Uveitis& Vasculitis

Physicians
Bhairavi Dholakia, MD
Purnima Patel, MD
Steven Yeh, MD, director

Overview

Uveitis is a general term describing a group of inflammatory diseases affecting the eyes that can lead to slightly reduced vision or severe vision loss if not properly treated. While uveitis may occur at any age, working-aged individuals between 20 – 50 years old are affected most frequently.

The term "uveitis" is used because the diseases often affect a part of the eye called the uvea (i.e. iris, ciliary body and choroid). Nevertheless, uveitis is not limited to the uvea. These diseases may also affect the retina, optic nerve, lens, and vitreous, leading to reduced vision or blindness if not detected and treated.

Uveitis may be localized just to the eye or may occur as part of a systemic inflammatory disease affecting other parts of the body. Uveitis can last for a short (acute) or a long (chronic) time. The most severe forms of uveitis may recur many times during a patient's lifetime but with proper treatment, recurrences can be limited or eliminated altogether.

Symptoms

Uveitis can affect one or both eyes. Symptoms may develop rapidly and can include:

  • Blurred vision
  • Dark, floating spots in the vision (floaters)
  • Eye pain
  • Redness of the eye
  • Sensitivity to light
  • Small pupil

Anyone suffering eye pain, severe light sensitivity, and any change in vision should schedule an ophthalmology examination.

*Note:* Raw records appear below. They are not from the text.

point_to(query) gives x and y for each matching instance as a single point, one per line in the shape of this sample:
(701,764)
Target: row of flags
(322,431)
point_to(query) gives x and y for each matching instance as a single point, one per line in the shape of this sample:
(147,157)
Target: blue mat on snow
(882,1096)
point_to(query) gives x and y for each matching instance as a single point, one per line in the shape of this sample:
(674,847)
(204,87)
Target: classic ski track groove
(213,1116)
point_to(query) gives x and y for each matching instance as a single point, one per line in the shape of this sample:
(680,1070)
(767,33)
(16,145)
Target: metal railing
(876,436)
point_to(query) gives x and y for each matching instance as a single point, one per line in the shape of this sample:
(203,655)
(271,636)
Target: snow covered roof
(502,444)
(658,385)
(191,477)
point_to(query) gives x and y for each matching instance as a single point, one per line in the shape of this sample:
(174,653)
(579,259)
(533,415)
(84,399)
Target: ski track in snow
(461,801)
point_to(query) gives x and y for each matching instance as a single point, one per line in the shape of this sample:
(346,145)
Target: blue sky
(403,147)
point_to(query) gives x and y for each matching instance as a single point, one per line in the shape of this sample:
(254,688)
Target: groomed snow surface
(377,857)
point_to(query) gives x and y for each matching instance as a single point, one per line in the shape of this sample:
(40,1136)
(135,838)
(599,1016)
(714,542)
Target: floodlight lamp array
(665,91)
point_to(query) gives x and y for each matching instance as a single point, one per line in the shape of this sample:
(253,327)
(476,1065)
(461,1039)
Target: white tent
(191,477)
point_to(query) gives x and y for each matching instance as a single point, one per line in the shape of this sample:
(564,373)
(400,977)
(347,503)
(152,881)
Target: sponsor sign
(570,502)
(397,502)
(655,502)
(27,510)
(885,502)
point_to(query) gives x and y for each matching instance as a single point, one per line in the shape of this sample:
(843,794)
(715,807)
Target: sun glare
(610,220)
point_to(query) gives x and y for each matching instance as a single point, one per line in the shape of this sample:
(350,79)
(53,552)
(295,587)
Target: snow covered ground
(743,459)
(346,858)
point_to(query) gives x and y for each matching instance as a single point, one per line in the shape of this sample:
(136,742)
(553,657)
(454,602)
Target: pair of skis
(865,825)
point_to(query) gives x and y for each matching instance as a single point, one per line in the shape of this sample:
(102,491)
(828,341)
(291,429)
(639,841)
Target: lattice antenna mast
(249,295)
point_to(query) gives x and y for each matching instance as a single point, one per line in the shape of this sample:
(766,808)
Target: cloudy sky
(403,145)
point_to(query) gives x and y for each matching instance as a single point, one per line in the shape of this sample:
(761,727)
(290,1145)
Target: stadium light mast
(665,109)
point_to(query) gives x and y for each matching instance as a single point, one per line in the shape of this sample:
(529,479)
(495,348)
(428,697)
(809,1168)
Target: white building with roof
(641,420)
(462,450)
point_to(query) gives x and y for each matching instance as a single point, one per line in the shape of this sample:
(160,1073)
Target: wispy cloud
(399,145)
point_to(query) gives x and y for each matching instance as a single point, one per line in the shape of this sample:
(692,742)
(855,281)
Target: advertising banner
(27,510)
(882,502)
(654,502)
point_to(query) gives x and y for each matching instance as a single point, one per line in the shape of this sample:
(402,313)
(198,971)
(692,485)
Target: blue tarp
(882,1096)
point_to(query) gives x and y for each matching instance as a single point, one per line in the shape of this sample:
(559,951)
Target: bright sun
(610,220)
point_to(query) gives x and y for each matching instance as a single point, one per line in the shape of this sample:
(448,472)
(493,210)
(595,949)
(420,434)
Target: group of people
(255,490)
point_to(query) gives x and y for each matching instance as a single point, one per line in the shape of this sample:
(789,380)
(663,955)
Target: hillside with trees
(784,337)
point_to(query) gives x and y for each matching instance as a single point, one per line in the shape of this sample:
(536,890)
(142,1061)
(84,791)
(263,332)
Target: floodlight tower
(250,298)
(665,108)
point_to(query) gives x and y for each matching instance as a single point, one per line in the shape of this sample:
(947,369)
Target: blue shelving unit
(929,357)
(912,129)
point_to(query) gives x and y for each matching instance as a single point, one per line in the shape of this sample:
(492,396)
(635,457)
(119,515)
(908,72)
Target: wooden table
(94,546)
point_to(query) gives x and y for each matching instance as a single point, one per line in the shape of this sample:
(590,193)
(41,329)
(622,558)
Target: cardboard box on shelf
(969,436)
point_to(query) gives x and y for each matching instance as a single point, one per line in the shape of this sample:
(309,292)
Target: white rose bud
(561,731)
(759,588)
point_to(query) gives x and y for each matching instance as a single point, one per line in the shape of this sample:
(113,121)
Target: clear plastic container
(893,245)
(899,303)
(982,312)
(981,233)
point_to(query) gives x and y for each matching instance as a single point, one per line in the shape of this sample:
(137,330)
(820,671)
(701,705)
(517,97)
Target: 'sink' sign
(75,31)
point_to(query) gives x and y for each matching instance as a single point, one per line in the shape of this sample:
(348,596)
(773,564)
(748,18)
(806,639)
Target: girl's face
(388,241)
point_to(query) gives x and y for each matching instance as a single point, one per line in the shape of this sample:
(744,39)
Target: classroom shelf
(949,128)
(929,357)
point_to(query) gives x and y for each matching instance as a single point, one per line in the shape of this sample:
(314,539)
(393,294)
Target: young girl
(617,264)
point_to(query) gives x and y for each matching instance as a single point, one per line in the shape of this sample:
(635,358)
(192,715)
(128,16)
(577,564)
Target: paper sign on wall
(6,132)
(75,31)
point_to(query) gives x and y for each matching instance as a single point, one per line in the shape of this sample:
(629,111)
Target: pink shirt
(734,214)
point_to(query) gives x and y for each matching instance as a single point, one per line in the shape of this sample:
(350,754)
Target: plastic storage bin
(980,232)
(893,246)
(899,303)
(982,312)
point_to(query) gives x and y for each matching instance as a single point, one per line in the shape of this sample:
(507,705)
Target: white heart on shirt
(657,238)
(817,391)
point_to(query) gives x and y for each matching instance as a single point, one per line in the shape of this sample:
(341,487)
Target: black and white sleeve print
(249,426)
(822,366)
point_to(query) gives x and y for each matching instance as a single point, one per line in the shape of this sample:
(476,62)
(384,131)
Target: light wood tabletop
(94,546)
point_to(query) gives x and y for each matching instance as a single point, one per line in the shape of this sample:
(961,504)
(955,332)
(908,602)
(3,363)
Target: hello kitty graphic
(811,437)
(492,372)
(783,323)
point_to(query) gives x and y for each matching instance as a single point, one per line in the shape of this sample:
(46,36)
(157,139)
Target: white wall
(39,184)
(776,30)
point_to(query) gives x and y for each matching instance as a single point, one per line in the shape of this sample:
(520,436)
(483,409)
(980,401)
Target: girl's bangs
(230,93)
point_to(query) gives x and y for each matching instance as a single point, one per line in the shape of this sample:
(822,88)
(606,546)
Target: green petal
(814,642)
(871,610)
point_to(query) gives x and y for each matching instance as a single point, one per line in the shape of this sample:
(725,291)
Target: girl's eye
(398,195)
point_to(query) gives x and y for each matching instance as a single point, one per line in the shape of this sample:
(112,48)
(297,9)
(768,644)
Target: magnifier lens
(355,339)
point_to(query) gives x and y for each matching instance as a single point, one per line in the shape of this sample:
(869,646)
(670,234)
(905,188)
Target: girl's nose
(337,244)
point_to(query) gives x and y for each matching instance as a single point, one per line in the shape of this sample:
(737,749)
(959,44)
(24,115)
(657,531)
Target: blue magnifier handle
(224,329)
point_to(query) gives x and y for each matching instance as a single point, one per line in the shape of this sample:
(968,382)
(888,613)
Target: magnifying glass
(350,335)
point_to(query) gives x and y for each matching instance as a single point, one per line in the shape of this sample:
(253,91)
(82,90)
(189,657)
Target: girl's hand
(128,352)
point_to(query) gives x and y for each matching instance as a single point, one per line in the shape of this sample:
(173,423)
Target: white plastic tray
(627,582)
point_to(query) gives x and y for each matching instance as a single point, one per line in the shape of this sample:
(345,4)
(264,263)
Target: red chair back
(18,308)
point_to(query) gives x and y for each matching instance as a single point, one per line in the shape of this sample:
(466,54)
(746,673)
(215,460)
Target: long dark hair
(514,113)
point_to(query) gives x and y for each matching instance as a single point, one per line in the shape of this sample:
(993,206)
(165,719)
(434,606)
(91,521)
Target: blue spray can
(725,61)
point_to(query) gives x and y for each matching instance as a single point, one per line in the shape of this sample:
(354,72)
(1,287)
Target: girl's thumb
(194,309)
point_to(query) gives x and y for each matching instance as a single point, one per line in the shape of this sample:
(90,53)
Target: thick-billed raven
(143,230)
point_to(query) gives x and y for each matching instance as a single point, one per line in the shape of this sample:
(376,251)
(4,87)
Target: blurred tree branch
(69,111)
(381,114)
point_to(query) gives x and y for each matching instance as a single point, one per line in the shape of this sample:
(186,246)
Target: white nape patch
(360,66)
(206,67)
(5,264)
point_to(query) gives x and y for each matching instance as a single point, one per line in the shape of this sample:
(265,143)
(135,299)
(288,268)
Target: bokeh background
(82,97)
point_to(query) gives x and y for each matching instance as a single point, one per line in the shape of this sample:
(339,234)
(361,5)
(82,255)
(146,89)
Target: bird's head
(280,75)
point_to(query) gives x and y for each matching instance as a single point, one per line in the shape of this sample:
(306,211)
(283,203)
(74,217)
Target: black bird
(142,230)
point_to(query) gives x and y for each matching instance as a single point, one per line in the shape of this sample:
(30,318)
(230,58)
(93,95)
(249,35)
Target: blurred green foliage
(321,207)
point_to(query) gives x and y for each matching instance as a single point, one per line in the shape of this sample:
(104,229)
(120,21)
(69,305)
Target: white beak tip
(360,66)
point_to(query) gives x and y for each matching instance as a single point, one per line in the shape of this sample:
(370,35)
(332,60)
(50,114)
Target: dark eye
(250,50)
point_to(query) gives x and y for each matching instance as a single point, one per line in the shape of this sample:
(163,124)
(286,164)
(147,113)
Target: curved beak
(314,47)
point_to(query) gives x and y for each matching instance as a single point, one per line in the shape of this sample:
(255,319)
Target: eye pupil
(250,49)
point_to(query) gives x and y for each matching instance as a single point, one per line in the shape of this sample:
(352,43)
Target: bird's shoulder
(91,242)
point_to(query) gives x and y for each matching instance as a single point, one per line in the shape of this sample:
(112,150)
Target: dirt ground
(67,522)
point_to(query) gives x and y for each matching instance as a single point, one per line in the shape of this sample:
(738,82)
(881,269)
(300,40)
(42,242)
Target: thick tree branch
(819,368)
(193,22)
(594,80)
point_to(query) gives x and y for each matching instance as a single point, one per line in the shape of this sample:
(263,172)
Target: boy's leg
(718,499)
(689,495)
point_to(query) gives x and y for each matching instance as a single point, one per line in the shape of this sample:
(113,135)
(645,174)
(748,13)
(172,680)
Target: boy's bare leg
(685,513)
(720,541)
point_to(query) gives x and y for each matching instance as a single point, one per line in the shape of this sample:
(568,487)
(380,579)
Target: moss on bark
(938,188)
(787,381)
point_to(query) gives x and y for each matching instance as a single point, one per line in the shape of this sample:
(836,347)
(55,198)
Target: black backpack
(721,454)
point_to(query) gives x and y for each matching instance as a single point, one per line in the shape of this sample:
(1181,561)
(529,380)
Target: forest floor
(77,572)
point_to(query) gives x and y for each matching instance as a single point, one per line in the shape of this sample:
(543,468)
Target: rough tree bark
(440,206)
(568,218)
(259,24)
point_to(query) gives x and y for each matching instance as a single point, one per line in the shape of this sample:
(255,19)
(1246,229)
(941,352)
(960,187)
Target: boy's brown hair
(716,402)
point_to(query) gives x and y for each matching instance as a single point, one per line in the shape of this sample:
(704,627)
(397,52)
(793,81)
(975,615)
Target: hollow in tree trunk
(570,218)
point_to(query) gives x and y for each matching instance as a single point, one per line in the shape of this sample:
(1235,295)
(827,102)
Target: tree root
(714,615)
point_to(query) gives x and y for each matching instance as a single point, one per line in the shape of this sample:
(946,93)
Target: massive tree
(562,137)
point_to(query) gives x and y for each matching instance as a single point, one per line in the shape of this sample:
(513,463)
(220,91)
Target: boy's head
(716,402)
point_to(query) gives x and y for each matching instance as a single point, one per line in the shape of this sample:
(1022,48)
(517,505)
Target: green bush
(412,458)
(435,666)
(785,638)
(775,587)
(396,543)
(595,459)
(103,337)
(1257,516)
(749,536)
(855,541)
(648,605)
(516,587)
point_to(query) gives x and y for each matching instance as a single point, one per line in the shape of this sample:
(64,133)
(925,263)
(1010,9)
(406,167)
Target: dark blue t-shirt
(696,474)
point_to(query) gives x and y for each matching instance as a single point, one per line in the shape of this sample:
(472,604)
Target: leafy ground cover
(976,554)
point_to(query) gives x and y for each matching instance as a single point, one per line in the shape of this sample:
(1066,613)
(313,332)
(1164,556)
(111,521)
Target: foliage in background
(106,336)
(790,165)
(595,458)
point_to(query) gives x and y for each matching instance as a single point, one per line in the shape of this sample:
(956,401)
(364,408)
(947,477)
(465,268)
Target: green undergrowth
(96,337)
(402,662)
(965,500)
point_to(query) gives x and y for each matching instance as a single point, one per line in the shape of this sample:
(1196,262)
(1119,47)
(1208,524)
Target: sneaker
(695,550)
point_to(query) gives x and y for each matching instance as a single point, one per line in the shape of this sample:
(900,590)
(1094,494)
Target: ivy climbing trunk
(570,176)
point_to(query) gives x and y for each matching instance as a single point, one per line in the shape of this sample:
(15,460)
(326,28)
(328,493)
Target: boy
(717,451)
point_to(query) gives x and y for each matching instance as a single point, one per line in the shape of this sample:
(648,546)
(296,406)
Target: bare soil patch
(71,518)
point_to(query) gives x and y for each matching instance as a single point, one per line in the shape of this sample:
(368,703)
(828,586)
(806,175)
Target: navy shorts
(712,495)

Joint Pediatric Rheumatology-Uveitis clinic

Emory offers a Joint Pediatric Rheumatology-Uveitis Clinic in collaboration with the Pediatric Rheumatology service at Children's Healthcare of Atlanta (CHOA). Joining Dr. Yeh in treating these children is CHOA pediatric rheumatologist Sheila Angeles-Han, MD, who holds research grants to study quality-of-life outcomes in children with uveitis. Yeh also has a Georgia Knights Templar grant to study pediatric uveitis outcomes following immunosuppressive treatment.

Dr. Angeles-Han and Yeh are collaborating on clinical care of patients with pediatric uveitis and research to assess quality-of-life issues in patients with juvenile idiopathic arthritis-associated uveitis. They will correlate these quality of life measures with patient outcomes and hope to improve patient care through improved understanding of these pediatric eye conditions.